In questa fase inizia a prendere prestigio quello che sarebbe stato il tempio religioso più importante dell'intera cultura wari: Pachacamac, il cui stile strutturale e cerimoniale iniziò ad espandersi verso altri centri religiosi.
Le ultime fasi di classificazione della cultura Wari rappresenterebbero il declino dell'impero e la sua eventuale scomparsa.
Sarebbe iniziato con il declino interno della capitale Wari e sarebbe stato integrato da una serie di cambiamenti climatici e naturali che avrebbero modificato le condizioni di vita della popolazione.
Si stima che, nonostante la scomparsa della cultura Wari e della sua capitale, Pachacamac continuerà ad essere un sito religioso di grande prestigio per molti altri anni.
Caratteristiche dell'Impero Wari
Al suo apice, l'impero Wari manifestò molto più chiaramente le influenze Tiwanaku che furono percepite dalla sua nascita come civiltà.
Allo stesso modo, l'impero Wari assorbì le caratteristiche culturali e militari che portava con sé la cultura Huarpa, presente anche nei territori Ayacucho, il cui comportamento militaristico era dovuto alla continua lotta condotta nelle regioni montuose.
L'Impero Wari, nella sua capitale, andò a manifestare un gran numero di edifici pubblici, tra i quali è stato possibile individuare strutture che funzionavano come istituzioni pubbliche, mausolei, templi minori, residenze e cripte.
I canali che garantivano l'approvvigionamento idrico correvano intorno a gran parte di questi edifici.
L'architettura della città di Wari presentava principalmente una composizione di pietra e argilla. Era strutturato in zone in base alla loro densità di popolazione e importanza governativa.
Nel momento di massima espansione, la città aveva un'area occupata di circa 2000 ettari.
L'espansione dell'impero Wari è stata tale che sono state contabilizzate più di 20 province confinanti di natura civile e religiosa, che sono state efficacemente controllate dalla capitale Wari.
Durante il declino della civiltà, alcune di queste province riuscirono a resistere più a lungo della capitale stessa.
Economia
A differenza di altre culture aborigene, i Wari gestivano il loro sistema economico e commerciale in un modo molto particolare.
Non gestivano il concetto di valuta o qualsiasi sostituto di tale; lo stesso con il mercato. Lo Stato era responsabile della produzione, distribuzione e fornitura di risorse alla popolazione Wari.

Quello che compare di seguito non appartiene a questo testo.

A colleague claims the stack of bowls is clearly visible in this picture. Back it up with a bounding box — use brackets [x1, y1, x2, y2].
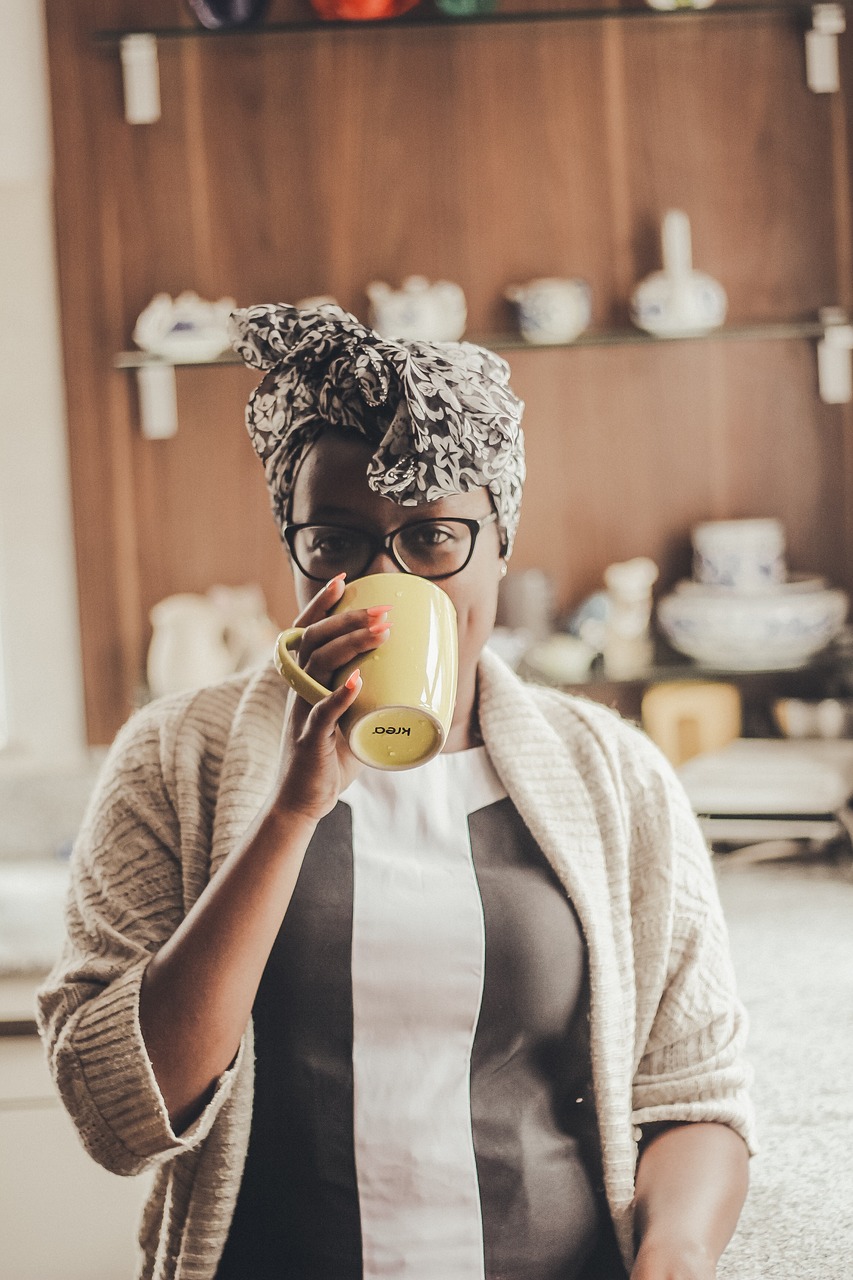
[657, 520, 848, 671]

Il controllo di questo sistema è stato mantenuto grazie ai centri amministrativi e di approvvigionamento provinciali, che hanno garantito la distribuzione nelle regioni più lontane dal capoluogo.
Il sistema economico Wari era basato sull'implementazione della tassazione e dello scambio come formati di transazione economica.
Tecnologia
Una delle principali innovazioni tecnologiche attribuite alla cultura Wari, sulla base dei resti ritrovati, è stata l'implementazione e l'applicazione della metallurgia, utilizzata per manipolare e trasformare bronzo, rame e oro.
Secondo le prove trovate, si è concluso che i Wari erano in grado di implementare efficacemente le tecniche esistenti anche oggi, come la laminazione, la fusione, la forgiatura e la martellatura.
Allo stesso modo, va notato che lo sviluppo di queste tecniche è unicamente Wari; cioè, non sembra aver avuto influenza da altre civiltà.
In alcuni angoli degli antichi insediamenti Wari sono state ritrovate strutture la cui funzione era quella di essere un laboratorio per la lavorazione metallurgica esclusiva di materiali e minerali come rame e oro.
Riferimenti
- Storia del Perù. (Sf). Cultura Wari o Huari. Estratto da Storia del Perù: historiaperuana.pe
- Lumbreras, LG (2011). L'impero wari. Lima: IFEA.
- Rostworowski, M. (1988). Strutture di potere andine / Ideologia religiosa e politica. Lima: Istituto di studi peruviani.
- Watanabe, S. (2004). DINAMICA SOCIOPOLITICA E CONTINUITÀ CULTURALE NEGLI ALtopiani DEL NORD PERUVIANO: UN CASO DI STUDIO DA MIDDLE HORIZON CAJAMARCA. BOLLETTINO DI ARCHEOLOGIA, 105-130.